Hart’s description of Robert Field’s Washington reads, “This miniature is one of several copies made by Field from Stuart’s portrait of Washington for Mrs. Washington and which she presented as mementoes of the General to his particular friends. It is a very beautiful portrait, but not a very close copy of the original and is especially interesting from the fact that Mrs. Washington selected Stuart’s first portrait of Washington, showing the right side of the face, to be copied, she preferring it to the Athenaeum head, that did not satisfy her as a likeness of her husband. This one was given to Samuel Meredith, Treasurer of the United States, from whose family it passed to the late Mr. C.C. Moreau, of Brooklyn, N.Y. and thence to Mr. Pratt.”
Robert Field’s portrait of George Washington was painted after a portrait by Gilbert Stuart of the so-called Vaughn Type. Field borrowed the portrait from William Winstanley, a mutual acquaintance through Field’s friendship with Dr. and Mrs. William Thornton of Washington City. Mrs. Thornton notes in her diary, “Mr. Field called and borrowed of Mr. Winstanley, Genl. Washington’s picture by Stuart, to copy in miniature.” She later writes, “Mr. Field brought the miniature of Genl. Washington which he is painting from Stuart’s original lent him by Mr. Winstanley: it is a beautiful picture.”
The present miniature is presumed to be the first miniature copied from the Stuart portrait and presented to Mrs. Washington as a prototype. One year after Washington’s death (1799), Mrs. Washington selected Field for a commission of miniatures of her late husband to give to their family and a close friend. From November 1800 to the following year, Field completed several “remarkably beautiful and highly-prized miniatures of George Washington,” and two portraits of Mrs. Washington. Eight are known, six depicting Washington as president in civilian dress and two in military attire.
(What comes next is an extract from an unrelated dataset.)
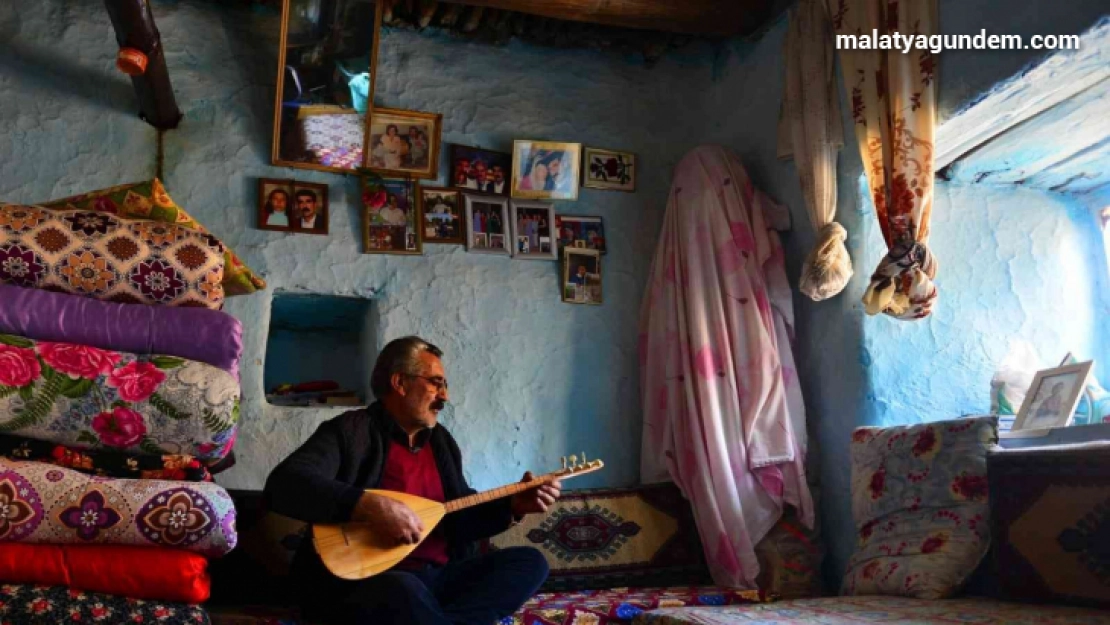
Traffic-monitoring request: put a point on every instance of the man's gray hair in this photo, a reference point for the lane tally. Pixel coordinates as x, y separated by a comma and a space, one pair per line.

Each is based on a Stuart Vaughn-type portrait owned by Winstanley, with modifications made presumably per the request of Mrs. Washington to make the miniatures more like the subject. Apart from those commissioned by Mrs. Washington, Field was commissioned by the late president’s friends for additional copies. Field writes of the present Meredith-Moreau-Pratt Miniature “The background is more minutely cross-hatched, and the mid-height falls at the top of the cravat instead of at the edge of the chin as in its fellows. It is thus the most aberrant member, which may indicate that it is the master-copy.”
The letter reproduced here was sent to Charles C. Moreau who purchased the portrait miniature from Samuel R. Meredith in 1858. 
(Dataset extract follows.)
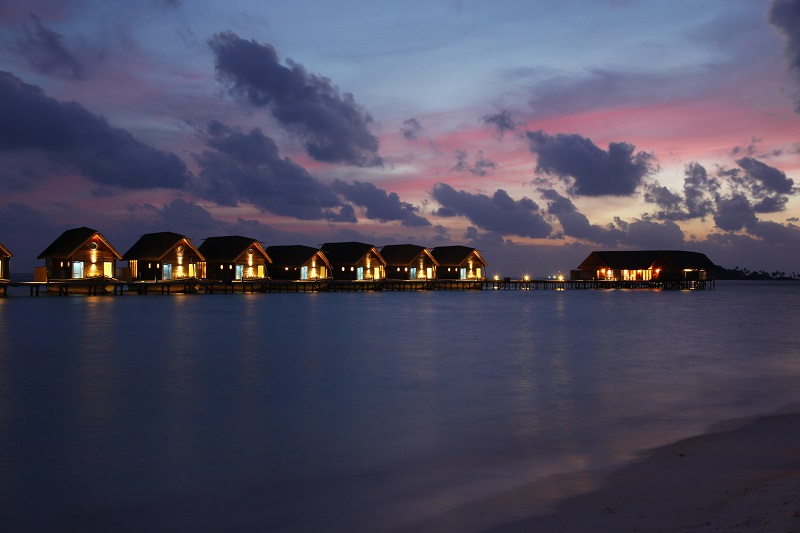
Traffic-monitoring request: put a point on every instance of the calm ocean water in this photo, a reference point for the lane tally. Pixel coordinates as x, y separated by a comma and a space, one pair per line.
440, 411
 Hart, Charles H. “Historical Descriptive and Critical Catalogue of the Works of American Artists in Collection of Herbert L. Pratt.” New York, 1917, p. 109.
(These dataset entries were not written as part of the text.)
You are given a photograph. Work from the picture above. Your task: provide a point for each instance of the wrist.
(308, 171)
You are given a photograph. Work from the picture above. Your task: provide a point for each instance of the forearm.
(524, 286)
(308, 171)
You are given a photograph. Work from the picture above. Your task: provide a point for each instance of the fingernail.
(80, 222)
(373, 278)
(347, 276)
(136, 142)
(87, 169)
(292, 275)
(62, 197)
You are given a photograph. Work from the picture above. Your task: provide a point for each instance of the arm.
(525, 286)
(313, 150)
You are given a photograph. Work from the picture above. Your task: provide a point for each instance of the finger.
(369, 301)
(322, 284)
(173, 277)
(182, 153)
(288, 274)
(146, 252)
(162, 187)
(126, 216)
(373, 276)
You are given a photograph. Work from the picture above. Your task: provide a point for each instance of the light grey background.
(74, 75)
 See Christie’s, Jan. 16-17, 2003, lot 338. A 24 x 20-inch portrait matching the miniature inscribed, “Martha Washington painted by H. Elouis from the life while giving her art lessons.” This possibly indicates that Nellie Parke Custis was the original owner of Robertson’s miniature and Elouis portrait was done as a later copy.
 Wehle, Harry B, and Theodore Bolton. “American Miniatures, 1730-1850: One Hundred and Seventy-Three Portraits.” Garden City, N.Y: Garden City Publishing Co., Inc, 1937, p. 30.
 Frank, Robin J., Love and Loss: American Portrait and Mourning Miniatures. (New Haven: Yale University, 2000): 158.
 Hart, p. 134
 Hart, p. 165
 Johnston, Elizabeth B. “Original Portraits of Washington,” Boston: Osgood and Company, 1882, p. 116.